If women or indeed men are foolish enough to believe that ‘something should be done’ by HMG – more hand-outs, more benefits, more state support – then instead of obstacles being removed, women will be further manacled. The problem already is a system which treats them not as human beings, but as a race apart, with disastrous consequences for the gender.
Governments of all colours have meddled in providing what they see as a helping hand. But whether you look at the policies for education, for maternity or for benefits, the consequences may be to have created greater comparative dependency than for men. Womens’ lives have thus been blighted by the misguided interventions of HMG (and the EU).
In education, the aim of encouraging more girls to stay on at school, take A levels and go to university has led to higher proportions of women taking less rigorous courses than their male counterparts. So at school, girls may be staying on and getting A levels, but the figures are chilling: of the higher numbers of girls who do stay on, the percentage of those taking tough subjects is smaller than that of their male cohorts. No prizes for guessing that the erstwhile academic stronghold of women, modern languages, has been on the decline, but media studies is on the up.
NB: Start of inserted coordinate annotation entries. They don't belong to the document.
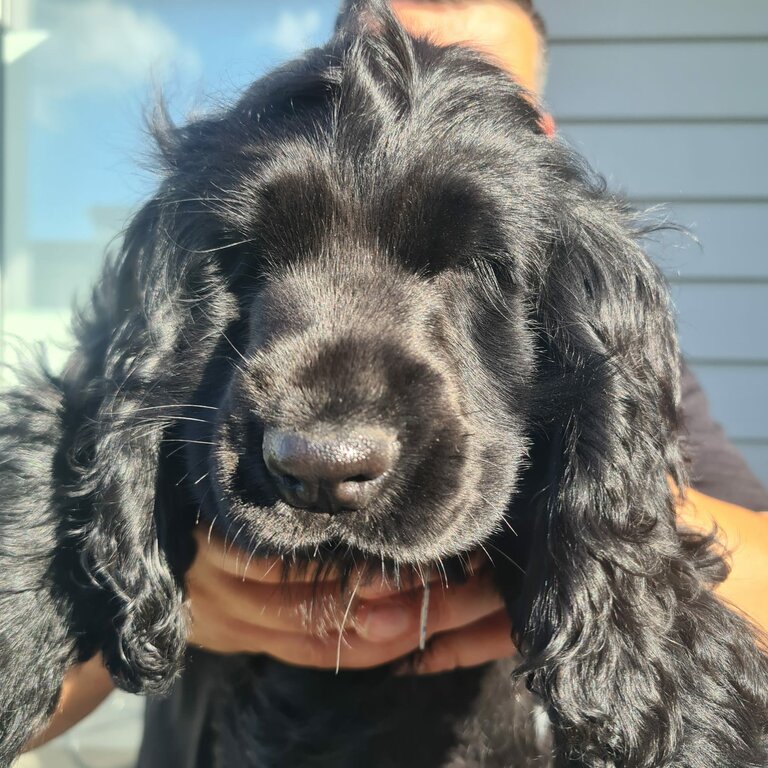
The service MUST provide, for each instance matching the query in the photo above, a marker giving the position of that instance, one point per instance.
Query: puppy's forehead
(423, 209)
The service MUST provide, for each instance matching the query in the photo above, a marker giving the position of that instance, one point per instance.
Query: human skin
(238, 610)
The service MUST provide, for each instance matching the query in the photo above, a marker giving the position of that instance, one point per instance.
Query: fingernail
(383, 622)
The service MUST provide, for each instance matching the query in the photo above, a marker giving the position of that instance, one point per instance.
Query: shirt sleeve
(716, 467)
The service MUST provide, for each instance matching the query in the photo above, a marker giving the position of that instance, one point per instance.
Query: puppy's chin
(356, 536)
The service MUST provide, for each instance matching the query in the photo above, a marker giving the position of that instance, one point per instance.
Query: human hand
(239, 605)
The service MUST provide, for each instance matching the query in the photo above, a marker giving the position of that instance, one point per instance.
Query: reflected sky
(91, 81)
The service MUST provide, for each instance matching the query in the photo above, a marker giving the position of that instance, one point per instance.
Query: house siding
(668, 101)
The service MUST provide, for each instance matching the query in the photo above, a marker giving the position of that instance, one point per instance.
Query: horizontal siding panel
(684, 162)
(732, 242)
(659, 80)
(757, 458)
(654, 18)
(739, 398)
(728, 322)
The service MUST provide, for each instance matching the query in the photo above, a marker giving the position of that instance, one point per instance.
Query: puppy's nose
(330, 471)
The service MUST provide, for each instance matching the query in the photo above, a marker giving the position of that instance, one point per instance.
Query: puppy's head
(370, 303)
(380, 202)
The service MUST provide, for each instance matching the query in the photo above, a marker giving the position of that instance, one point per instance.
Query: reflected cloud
(293, 32)
(99, 46)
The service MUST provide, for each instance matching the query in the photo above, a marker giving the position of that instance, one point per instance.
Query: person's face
(499, 28)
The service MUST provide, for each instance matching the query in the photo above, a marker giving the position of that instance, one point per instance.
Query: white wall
(669, 101)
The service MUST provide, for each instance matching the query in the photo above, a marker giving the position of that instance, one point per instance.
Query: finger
(349, 651)
(317, 609)
(487, 640)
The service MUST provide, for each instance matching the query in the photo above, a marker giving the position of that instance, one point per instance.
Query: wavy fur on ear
(86, 564)
(641, 665)
(35, 612)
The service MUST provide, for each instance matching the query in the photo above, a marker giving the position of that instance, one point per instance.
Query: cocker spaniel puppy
(374, 315)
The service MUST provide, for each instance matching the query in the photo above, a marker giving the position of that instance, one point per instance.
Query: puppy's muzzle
(330, 470)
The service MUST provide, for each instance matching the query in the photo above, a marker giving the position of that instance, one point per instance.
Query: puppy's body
(270, 715)
(374, 315)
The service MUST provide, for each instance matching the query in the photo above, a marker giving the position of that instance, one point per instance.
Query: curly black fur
(380, 233)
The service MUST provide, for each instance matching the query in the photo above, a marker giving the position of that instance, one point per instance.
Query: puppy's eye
(450, 228)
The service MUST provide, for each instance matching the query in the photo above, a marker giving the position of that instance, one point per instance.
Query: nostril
(330, 469)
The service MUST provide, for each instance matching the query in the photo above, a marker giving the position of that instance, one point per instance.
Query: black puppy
(371, 315)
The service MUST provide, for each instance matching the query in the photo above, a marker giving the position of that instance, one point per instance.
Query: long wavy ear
(81, 566)
(130, 373)
(35, 643)
(85, 559)
(639, 663)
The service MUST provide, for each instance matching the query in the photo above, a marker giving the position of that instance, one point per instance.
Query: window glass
(79, 77)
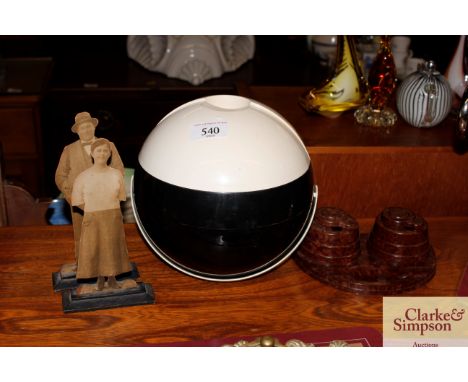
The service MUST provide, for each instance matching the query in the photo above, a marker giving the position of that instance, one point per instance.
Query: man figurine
(76, 158)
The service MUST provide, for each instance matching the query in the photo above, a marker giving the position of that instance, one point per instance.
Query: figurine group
(90, 174)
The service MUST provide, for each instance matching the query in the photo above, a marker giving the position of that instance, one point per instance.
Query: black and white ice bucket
(224, 189)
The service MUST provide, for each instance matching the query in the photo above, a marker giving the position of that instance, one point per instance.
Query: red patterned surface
(360, 336)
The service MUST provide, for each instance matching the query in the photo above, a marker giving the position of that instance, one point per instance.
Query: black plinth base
(62, 279)
(108, 298)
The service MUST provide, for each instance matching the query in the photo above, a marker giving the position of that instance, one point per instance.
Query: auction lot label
(425, 321)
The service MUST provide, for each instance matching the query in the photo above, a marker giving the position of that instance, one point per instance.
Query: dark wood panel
(363, 184)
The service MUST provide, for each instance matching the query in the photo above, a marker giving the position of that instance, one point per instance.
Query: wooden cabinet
(21, 91)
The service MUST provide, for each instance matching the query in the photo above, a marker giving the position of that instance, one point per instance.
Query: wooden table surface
(285, 300)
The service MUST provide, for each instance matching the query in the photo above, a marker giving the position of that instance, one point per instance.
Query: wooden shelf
(285, 300)
(362, 170)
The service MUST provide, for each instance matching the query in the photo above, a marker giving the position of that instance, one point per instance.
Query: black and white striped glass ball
(424, 98)
(224, 189)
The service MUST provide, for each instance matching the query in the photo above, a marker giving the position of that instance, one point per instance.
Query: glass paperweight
(382, 76)
(345, 90)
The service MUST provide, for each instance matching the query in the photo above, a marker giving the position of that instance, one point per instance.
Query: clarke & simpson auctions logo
(417, 320)
(425, 321)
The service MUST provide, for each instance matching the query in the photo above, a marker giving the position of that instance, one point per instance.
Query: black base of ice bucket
(222, 236)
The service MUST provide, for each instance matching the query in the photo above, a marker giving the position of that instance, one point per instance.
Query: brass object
(346, 89)
(269, 341)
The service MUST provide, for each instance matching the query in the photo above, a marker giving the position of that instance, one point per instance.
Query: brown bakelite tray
(395, 257)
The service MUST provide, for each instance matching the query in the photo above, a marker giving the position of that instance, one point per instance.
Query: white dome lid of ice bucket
(227, 175)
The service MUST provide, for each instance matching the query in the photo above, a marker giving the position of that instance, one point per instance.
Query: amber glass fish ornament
(345, 90)
(382, 83)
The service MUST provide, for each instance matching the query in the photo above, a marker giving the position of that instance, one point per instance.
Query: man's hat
(83, 117)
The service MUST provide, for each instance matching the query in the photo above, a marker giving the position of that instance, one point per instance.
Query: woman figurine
(98, 192)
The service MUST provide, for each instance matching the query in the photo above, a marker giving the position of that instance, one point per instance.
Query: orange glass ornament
(382, 83)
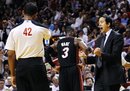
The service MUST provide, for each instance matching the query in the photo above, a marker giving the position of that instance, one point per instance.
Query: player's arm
(11, 61)
(47, 34)
(82, 46)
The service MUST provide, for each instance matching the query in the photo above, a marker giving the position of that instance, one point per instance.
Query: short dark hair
(108, 20)
(30, 8)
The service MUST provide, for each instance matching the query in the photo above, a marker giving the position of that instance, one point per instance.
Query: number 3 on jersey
(27, 32)
(65, 52)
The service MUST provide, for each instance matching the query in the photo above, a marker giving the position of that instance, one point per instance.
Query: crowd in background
(58, 15)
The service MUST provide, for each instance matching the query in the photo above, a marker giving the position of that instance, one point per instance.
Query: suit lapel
(109, 39)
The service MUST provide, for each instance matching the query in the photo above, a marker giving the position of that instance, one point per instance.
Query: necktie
(99, 60)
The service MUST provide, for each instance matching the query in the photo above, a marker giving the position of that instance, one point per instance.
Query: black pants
(70, 79)
(100, 86)
(31, 75)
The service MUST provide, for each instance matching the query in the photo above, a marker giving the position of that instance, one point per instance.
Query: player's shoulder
(38, 24)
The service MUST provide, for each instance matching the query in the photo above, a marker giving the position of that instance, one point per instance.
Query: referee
(25, 44)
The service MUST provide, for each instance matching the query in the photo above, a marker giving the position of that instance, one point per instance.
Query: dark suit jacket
(112, 70)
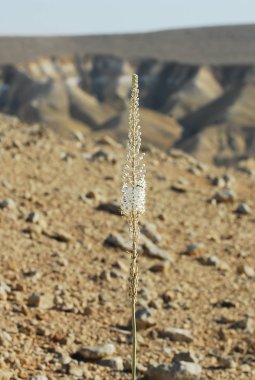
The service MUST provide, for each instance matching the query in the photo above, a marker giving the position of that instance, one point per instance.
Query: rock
(144, 319)
(215, 262)
(245, 269)
(150, 231)
(7, 203)
(97, 352)
(111, 207)
(127, 364)
(194, 249)
(5, 338)
(117, 241)
(225, 196)
(187, 356)
(176, 371)
(226, 362)
(210, 261)
(61, 236)
(75, 370)
(180, 186)
(115, 363)
(243, 209)
(34, 217)
(177, 335)
(5, 374)
(103, 155)
(152, 250)
(217, 181)
(245, 324)
(33, 300)
(160, 267)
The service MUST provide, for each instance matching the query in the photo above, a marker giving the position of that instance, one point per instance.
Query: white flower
(133, 198)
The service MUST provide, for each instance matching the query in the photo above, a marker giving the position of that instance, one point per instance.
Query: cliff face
(206, 110)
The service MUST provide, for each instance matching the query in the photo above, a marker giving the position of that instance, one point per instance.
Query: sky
(70, 17)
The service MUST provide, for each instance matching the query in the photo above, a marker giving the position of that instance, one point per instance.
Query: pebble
(97, 352)
(117, 241)
(110, 207)
(243, 209)
(187, 356)
(160, 267)
(33, 300)
(144, 319)
(5, 374)
(150, 231)
(180, 186)
(245, 269)
(176, 371)
(75, 370)
(226, 362)
(115, 363)
(177, 335)
(194, 249)
(152, 250)
(34, 217)
(225, 196)
(8, 203)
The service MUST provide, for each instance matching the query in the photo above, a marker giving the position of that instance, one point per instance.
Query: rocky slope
(64, 263)
(209, 45)
(206, 110)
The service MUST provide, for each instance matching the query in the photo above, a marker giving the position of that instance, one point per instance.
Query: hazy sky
(44, 17)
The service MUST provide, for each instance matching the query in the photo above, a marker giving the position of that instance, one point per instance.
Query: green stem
(133, 341)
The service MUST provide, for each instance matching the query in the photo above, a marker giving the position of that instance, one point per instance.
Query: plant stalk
(133, 341)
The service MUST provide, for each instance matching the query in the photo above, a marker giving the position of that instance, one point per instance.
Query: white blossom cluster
(133, 198)
(133, 178)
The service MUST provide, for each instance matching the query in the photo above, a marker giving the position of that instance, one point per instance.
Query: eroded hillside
(206, 110)
(64, 262)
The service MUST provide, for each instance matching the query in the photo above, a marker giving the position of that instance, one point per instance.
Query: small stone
(5, 338)
(61, 261)
(33, 300)
(110, 207)
(144, 319)
(226, 362)
(243, 209)
(97, 352)
(246, 269)
(150, 231)
(245, 324)
(194, 249)
(75, 370)
(226, 196)
(8, 203)
(33, 217)
(180, 186)
(117, 241)
(161, 267)
(61, 236)
(176, 371)
(5, 374)
(115, 363)
(177, 335)
(218, 181)
(152, 250)
(187, 356)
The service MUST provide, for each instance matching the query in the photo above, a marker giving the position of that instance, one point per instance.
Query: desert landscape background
(64, 307)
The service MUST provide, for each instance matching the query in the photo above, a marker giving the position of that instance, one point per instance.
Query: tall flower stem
(133, 202)
(133, 285)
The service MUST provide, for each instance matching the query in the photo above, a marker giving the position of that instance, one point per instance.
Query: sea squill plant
(133, 201)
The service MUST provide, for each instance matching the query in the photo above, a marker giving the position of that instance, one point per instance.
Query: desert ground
(65, 262)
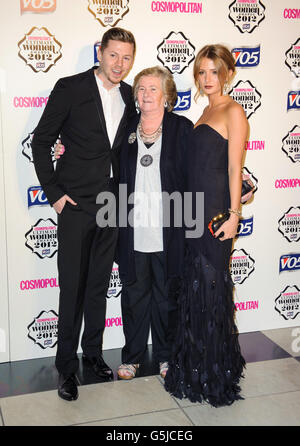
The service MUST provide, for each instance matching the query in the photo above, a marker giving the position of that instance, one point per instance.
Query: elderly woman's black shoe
(67, 387)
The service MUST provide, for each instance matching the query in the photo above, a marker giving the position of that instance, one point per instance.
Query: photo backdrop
(43, 40)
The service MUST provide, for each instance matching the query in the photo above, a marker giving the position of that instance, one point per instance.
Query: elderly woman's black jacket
(175, 138)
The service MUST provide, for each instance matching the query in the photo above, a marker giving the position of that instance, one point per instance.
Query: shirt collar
(111, 90)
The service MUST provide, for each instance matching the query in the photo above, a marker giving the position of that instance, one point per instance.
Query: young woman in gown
(207, 363)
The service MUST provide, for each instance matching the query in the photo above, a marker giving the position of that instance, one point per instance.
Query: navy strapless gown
(206, 362)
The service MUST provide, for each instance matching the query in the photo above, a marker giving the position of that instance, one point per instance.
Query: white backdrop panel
(33, 287)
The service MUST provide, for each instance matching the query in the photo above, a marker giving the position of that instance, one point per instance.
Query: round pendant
(146, 160)
(132, 138)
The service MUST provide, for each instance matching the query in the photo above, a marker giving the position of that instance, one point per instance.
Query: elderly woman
(151, 253)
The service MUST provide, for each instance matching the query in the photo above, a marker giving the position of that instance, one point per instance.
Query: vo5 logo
(245, 227)
(183, 100)
(37, 5)
(36, 197)
(293, 100)
(246, 57)
(289, 262)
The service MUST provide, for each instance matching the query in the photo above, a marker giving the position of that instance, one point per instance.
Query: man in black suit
(89, 111)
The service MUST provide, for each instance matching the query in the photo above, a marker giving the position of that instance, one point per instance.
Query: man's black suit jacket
(176, 135)
(74, 111)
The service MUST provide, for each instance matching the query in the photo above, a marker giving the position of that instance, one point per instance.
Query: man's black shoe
(67, 387)
(98, 365)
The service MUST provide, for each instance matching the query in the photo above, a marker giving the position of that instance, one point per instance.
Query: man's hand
(60, 204)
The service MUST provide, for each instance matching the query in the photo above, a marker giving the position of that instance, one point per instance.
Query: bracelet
(236, 212)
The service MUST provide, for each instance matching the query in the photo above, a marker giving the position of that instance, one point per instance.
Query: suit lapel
(132, 153)
(120, 132)
(165, 147)
(96, 95)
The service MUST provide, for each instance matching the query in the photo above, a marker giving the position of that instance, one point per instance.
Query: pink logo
(29, 102)
(247, 305)
(190, 7)
(287, 183)
(113, 321)
(255, 145)
(38, 283)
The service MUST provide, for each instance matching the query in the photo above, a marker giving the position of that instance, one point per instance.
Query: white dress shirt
(148, 209)
(113, 109)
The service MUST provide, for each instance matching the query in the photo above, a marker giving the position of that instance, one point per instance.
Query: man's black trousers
(85, 259)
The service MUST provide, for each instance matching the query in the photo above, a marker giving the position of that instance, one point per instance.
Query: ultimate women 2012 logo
(246, 14)
(288, 302)
(39, 49)
(247, 96)
(41, 239)
(291, 144)
(292, 60)
(43, 330)
(289, 224)
(241, 266)
(176, 52)
(108, 12)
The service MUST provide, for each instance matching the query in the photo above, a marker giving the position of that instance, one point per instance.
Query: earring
(201, 92)
(226, 88)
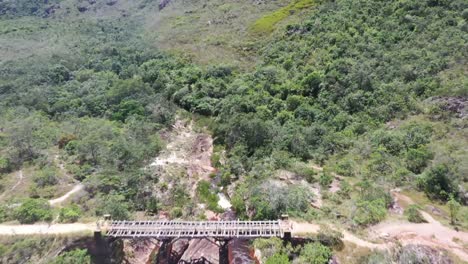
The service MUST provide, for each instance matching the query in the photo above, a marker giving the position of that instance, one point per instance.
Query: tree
(115, 205)
(46, 177)
(417, 159)
(413, 214)
(454, 208)
(437, 183)
(33, 210)
(315, 253)
(69, 214)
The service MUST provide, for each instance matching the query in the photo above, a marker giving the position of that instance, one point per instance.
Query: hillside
(350, 116)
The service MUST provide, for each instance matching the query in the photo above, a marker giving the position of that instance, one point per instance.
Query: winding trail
(433, 233)
(64, 197)
(45, 229)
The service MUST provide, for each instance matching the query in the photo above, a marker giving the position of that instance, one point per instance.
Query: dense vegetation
(358, 87)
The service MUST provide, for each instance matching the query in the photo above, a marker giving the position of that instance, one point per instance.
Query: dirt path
(20, 180)
(64, 197)
(301, 228)
(432, 233)
(45, 229)
(78, 186)
(188, 150)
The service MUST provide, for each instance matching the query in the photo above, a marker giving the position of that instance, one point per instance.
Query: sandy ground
(46, 229)
(190, 150)
(64, 197)
(301, 228)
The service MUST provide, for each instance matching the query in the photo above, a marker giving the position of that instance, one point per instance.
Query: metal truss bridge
(219, 230)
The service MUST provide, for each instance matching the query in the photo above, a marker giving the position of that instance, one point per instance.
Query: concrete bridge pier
(223, 245)
(165, 252)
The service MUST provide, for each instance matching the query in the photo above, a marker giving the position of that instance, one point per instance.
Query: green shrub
(278, 259)
(315, 253)
(413, 214)
(325, 180)
(207, 196)
(33, 210)
(370, 212)
(69, 214)
(77, 256)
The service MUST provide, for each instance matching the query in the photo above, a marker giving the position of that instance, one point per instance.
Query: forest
(361, 89)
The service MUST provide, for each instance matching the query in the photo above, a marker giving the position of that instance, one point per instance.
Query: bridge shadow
(201, 260)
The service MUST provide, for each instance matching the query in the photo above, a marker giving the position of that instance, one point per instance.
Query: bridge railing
(191, 229)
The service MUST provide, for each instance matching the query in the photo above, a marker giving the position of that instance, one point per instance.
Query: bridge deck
(185, 229)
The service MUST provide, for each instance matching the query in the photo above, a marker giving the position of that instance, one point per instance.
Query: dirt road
(64, 197)
(45, 229)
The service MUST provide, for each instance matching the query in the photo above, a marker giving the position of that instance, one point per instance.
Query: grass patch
(266, 24)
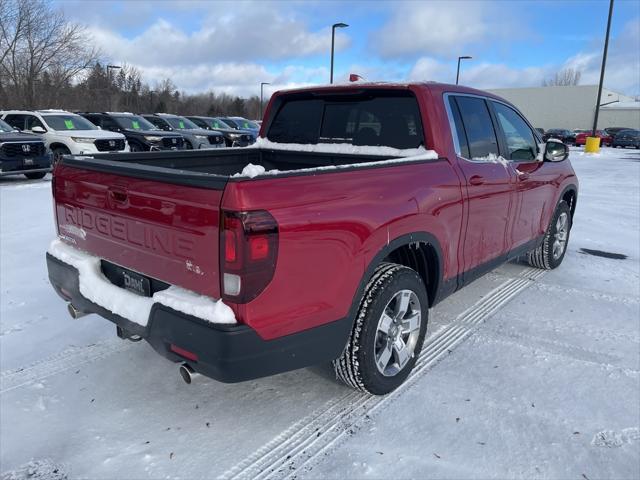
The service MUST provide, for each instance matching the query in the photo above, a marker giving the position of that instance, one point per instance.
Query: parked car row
(608, 136)
(30, 141)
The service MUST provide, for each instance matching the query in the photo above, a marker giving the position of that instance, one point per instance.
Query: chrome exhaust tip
(75, 312)
(188, 374)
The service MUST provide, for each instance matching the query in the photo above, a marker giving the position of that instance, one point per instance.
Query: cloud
(439, 28)
(246, 32)
(622, 73)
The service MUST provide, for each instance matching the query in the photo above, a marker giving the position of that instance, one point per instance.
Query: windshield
(5, 127)
(231, 123)
(68, 122)
(247, 124)
(134, 122)
(217, 123)
(374, 117)
(181, 123)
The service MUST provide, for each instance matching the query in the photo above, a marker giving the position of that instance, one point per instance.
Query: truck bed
(212, 168)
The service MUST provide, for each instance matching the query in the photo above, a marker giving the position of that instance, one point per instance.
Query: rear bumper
(228, 353)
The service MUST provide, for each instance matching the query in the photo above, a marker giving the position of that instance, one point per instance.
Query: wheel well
(423, 258)
(570, 197)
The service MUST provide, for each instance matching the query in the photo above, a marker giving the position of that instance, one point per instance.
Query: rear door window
(521, 142)
(16, 121)
(480, 134)
(369, 118)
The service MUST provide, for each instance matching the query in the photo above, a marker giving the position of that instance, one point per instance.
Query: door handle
(476, 180)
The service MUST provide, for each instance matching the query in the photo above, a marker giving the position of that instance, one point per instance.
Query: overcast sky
(233, 46)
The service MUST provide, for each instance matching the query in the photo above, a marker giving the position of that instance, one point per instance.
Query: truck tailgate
(165, 231)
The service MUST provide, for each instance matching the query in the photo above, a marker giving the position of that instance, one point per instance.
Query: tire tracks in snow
(298, 448)
(69, 358)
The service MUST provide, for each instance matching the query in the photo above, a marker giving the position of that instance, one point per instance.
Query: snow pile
(406, 155)
(37, 470)
(611, 439)
(95, 287)
(252, 170)
(347, 149)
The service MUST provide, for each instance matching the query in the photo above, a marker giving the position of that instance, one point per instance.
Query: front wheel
(388, 332)
(35, 175)
(551, 251)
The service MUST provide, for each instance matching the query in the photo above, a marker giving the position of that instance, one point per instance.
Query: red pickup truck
(358, 209)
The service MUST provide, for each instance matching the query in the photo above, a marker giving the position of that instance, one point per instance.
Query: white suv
(65, 133)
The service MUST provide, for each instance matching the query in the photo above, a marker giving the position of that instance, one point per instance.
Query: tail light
(248, 253)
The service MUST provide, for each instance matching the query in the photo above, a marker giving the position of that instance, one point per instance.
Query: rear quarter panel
(331, 225)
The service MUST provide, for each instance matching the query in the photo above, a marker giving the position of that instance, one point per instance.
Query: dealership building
(573, 107)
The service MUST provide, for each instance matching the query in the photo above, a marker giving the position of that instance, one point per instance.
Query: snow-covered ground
(525, 374)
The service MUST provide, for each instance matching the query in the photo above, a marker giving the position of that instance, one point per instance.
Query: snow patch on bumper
(95, 287)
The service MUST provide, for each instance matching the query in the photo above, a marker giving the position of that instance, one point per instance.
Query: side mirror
(555, 151)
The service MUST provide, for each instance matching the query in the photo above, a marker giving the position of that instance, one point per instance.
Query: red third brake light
(249, 242)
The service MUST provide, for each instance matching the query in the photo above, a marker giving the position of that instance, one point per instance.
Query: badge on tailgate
(136, 283)
(124, 278)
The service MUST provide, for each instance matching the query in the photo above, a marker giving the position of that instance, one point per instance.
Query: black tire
(59, 152)
(35, 175)
(357, 365)
(543, 256)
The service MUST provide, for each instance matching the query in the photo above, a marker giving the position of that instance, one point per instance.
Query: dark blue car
(22, 154)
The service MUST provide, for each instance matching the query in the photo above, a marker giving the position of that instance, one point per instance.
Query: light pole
(466, 57)
(109, 68)
(595, 147)
(262, 84)
(333, 41)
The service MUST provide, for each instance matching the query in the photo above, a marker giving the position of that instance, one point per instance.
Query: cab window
(521, 142)
(479, 135)
(16, 121)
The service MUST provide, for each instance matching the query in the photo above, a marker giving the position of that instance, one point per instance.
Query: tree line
(48, 62)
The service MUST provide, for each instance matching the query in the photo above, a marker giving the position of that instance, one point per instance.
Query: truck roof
(434, 87)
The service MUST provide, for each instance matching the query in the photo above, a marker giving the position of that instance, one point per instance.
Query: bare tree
(563, 78)
(37, 39)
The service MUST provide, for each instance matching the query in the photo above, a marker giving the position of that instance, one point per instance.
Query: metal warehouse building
(573, 107)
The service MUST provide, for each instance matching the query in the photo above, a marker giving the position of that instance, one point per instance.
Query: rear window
(390, 119)
(69, 122)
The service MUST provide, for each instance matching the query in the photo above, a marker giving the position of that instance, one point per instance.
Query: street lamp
(593, 144)
(109, 68)
(466, 57)
(333, 40)
(262, 84)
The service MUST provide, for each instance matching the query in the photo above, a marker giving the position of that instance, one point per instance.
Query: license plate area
(130, 280)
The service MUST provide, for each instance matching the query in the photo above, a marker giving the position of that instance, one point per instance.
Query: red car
(358, 209)
(605, 139)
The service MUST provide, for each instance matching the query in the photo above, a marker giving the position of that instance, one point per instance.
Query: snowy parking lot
(524, 374)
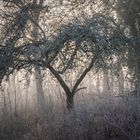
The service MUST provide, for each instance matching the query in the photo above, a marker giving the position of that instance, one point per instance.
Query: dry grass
(94, 118)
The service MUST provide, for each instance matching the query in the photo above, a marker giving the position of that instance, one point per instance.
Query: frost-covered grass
(94, 118)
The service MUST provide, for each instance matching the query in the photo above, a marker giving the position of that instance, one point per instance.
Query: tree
(85, 43)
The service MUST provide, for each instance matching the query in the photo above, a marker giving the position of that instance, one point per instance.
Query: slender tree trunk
(105, 82)
(37, 73)
(121, 81)
(40, 93)
(70, 101)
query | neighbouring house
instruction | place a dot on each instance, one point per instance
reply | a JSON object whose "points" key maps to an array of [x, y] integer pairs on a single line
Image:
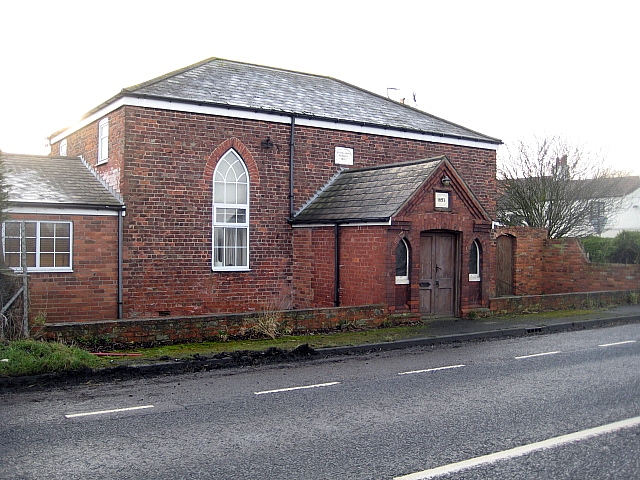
{"points": [[69, 219], [599, 206], [627, 216]]}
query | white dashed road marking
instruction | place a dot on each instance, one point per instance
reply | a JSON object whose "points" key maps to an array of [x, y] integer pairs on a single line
{"points": [[523, 450], [432, 369], [102, 412], [536, 355], [617, 343], [297, 388]]}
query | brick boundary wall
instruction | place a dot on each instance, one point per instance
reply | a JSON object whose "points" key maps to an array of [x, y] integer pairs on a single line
{"points": [[560, 301], [193, 329]]}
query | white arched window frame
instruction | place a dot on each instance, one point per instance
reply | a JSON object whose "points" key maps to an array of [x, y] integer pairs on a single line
{"points": [[474, 262], [230, 214], [402, 263]]}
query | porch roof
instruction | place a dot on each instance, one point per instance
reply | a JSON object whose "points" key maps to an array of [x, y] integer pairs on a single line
{"points": [[372, 194]]}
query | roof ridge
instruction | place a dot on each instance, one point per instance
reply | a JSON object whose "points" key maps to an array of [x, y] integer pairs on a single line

When it comes to work, the clumsy attempts to engineer the lifestyle of women with babies to get them back to work after birth is proving to have dire consequences. It was Gordon Brown’s great boast that he had saturated the female labour market, in a policy which all parties emulated. But has this improved the lot of women, or simply increased the income and NIC take for the Treasury? Short maternity breaks and back to work may suit some women, e.g. those in the professions who can afford good substitute child care. But for the majority of working women, that break will cost career progression, as they struggle to return to the pre-birth level at work (the evidence suggests that that can take up to 15 years) and keep the family going. Often they lose out on pensions and many move to lower skilled part-time work.
As for the wider benefits system of child tax credits and working family tax credits, the fact that these in-work benefits go disproportionately to women shows just how much the system has failed: state benefits make women every bit as dependent on the state as some feminists claim they were on the old-fashioned patriarchy.
For some parents on their own, special help may be important for social aims. But in general women do not ‘need’ the state to do more in the way of providing child care or legislation or handouts, which only make for higher taxes and bigger government – and deficits for which we all pay, and impoverish the poorest and those struggling to make ends meet. Instead a long-term view should be taken. We need the system (especially the tax system) to recognize that some women would prefer to remain at home with their children until they reach school age. That could be supported through a transferable tax allowance between spouses or through the individual’s own lifetime’s earning. As people have ever longer working lives, average salary over a lifetime could be distributed to bring income when earnings cease, to be paid for from earnings during working life. Instead of the main choice, as now, being the conflicting demands of work and family life, the option of longer career breaks with retraining and refreshing could be offered. Already, women in some jobs, for instance GPs, can return to work when their children go to school with generous support and retraining. This opportunity should be more widely available.
Better lives start with good education, in contrast with today’s failing school system, one compounded by the legacy of ‘women friendly’ education policies. They continue with the opportunities which education brings; and they progress through the different paths different people take: fulfilment through professional life and work with or without family responsibilities, which enrich personal life. But that personal life is a place into which the state should not dare to go.
Until men and women – and the political classes who claim to represent us – realize that women are not a race apart and should not be so treated, they will never break the glass ceiling, let alone find and keep the jobs which fulfil and reward over a lifetime.
*Dr Sheila Lawlor, Director of Politeia, and author of Forever Enslaved? Female dependency and the state.